Deutsche Asset & Wealth Management

In 2014, the asset and wealth management industry will continue to benefit from a stronger global economy. However a number of industry challenges remain, including the threat of inflation, the persistent low-yield environment in developed markets, unresolved European sovereign debt issues, emerging market volatility, and the changing regulatory environment. In our view, these factors will favour large managers able to exploit scale and efficiency to provide clients with sophisticated investment solutions.

DeAWM's strategy positions it well to benefit from industry and competitor trends. For 2014, further improvement is projected through both revenue enhancement and efficiencies, particularly from ongoing transformational infrastructure projects. Due to this, 2014 IBIT is expected to have significant improvement against 2013 performance. Since we will strive to continue to improve the quality of services offered to clients and deliver sustainable platform efficiencies the division is expected to progress well towards our IBIT target of € 1.7 billion by 2015.

Deutsche Asset & Wealth Management

KPI

Target 2015

 

Income before income taxes (IBIT)

To grow to € 1.7 bn

We will continue to enhance our presence in select markets, particularly by leveraging the Deutsche Bank Group's global reach. We are active in emerging markets, where rapid growth is driving wealth creation and increasing demand for asset and wealth management services. Our focused strategy also entails selective business portfolio optimization; e.g. we are aligning our wealth management business in the UK with our global focus on the wealthier client segments.

We will continue to expand our business with ultra-high-net-worth (UHNW) clients globally in 2014, making progress toward our goal of increasing by circa 50 % the number of UHNW relationships we have from 2012 to 2015. These sophisticated clients benefit from our global coverage model and integrated client service teams.
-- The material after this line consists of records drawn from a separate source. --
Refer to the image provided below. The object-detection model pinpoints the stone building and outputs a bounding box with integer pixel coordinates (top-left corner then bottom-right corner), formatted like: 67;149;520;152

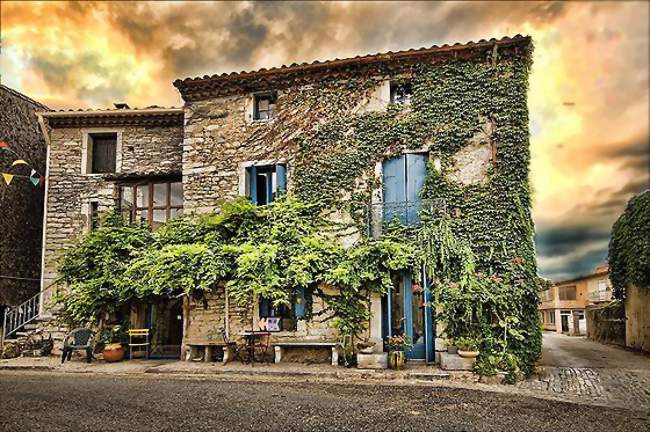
0;84;48;312
36;36;530;361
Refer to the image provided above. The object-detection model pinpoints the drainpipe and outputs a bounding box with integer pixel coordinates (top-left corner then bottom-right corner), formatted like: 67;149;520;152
36;113;51;317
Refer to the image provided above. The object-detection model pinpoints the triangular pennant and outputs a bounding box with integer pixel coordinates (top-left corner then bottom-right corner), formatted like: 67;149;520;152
2;173;14;186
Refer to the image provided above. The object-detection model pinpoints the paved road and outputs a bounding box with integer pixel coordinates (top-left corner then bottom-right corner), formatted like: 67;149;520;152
539;333;650;370
0;372;650;432
517;333;650;413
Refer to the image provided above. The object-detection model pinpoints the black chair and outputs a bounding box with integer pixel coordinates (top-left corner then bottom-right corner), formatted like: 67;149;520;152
61;328;94;364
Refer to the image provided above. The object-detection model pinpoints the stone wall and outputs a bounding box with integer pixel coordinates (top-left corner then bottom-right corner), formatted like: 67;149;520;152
585;302;625;345
43;125;182;309
0;85;47;305
625;285;650;352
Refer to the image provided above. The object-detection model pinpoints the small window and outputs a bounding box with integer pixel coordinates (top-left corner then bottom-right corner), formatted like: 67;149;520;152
88;133;117;174
390;81;413;105
246;164;287;205
559;285;576;300
88;201;99;231
253;92;277;120
120;181;183;230
258;288;311;331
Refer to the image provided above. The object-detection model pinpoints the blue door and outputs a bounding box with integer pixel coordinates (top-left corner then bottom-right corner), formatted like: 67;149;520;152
382;153;428;225
382;272;435;361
The most sophisticated UHNW clients are also benefitting from the recently established Key Client Partners (KCP) desks, which were set up to provide seamless access to cross asset class, cross-border investment opportunities and financing solutions from us and third-party providers.
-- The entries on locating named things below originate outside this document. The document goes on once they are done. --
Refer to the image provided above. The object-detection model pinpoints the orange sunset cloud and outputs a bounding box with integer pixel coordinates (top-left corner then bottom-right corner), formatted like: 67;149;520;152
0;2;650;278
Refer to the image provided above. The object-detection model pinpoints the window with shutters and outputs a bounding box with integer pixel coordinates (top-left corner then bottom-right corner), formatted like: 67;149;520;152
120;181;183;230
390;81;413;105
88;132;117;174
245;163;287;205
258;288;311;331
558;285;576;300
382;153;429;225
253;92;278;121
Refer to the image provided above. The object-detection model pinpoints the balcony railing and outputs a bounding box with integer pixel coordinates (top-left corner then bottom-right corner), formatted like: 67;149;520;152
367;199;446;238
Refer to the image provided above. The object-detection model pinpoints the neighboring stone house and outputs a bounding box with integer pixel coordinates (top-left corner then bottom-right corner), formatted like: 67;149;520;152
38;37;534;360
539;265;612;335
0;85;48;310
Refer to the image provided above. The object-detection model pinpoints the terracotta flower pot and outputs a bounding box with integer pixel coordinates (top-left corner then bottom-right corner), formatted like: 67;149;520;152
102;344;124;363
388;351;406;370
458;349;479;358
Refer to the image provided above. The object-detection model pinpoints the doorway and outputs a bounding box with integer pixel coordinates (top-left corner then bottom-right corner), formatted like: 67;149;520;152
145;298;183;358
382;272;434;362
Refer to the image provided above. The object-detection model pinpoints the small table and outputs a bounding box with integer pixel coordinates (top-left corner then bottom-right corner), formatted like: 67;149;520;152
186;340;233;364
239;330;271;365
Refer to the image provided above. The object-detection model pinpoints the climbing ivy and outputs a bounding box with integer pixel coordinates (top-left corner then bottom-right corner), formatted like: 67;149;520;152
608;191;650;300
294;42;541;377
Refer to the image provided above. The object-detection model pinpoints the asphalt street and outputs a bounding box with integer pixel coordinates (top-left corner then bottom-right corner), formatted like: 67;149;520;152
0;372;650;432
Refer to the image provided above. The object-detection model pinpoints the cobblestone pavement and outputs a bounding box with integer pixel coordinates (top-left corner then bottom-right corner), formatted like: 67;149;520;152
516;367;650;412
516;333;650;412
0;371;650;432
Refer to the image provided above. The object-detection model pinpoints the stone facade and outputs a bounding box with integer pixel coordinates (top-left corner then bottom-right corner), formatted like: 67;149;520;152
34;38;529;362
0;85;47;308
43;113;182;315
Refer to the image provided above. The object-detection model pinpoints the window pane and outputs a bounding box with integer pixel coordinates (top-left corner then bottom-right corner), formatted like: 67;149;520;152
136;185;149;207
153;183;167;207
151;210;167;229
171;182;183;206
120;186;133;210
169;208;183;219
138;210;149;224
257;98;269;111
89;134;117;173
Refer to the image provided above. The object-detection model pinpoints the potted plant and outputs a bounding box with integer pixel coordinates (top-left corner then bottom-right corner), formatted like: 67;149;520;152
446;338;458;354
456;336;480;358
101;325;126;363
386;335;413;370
We anticipate that the polarization of investment preferences will continue in 2014, with more assets invested in alternatives and passive products. Another key trend we expect to continue, specifically in developed markets, is the increase in demand for retirement products, driven by demographic trends, and for outcome-oriented solutions. We expect invested assets in alternative and passive products to grow in the next year.

The passive business will benefit from the shift to physical replication exchange-traded funds (ETFs), which we initiated at the end of 2013 and which will continue during early 2014, making us one of Europe’s largest providers of direct replication ETFs. The success of the new physical ETFs offering will depend in part on sustained client demand for physical passive investments.

We will also continue to leverage the strengths of our active investment platform (i.e. in fixed income and dividend equity funds) and we will aim to build on our increasing collaboration with other departments of Deutsche Bank (including with PBC as a distributor of DWS funds in Germany, and with CB&S on assisting wealthy clients with their corporate financing requirements).

During 2014, we will continue to invest significantly in our operations and technology. For example, for our Asset Management investment platform we are implementing a comprehensive IT solution that will bring significant improvements in terms of efficiency and functionality. These initiatives are among a range of projects aimed at optimizing our geographic and operational footprint. The financial performance of the division will depend in part on the successful execution of these projects. It will also depend on growing assets under management, with an improved return on new assets. To achieve this, we will continue to leverage our integrated coverage model and expand our product offering.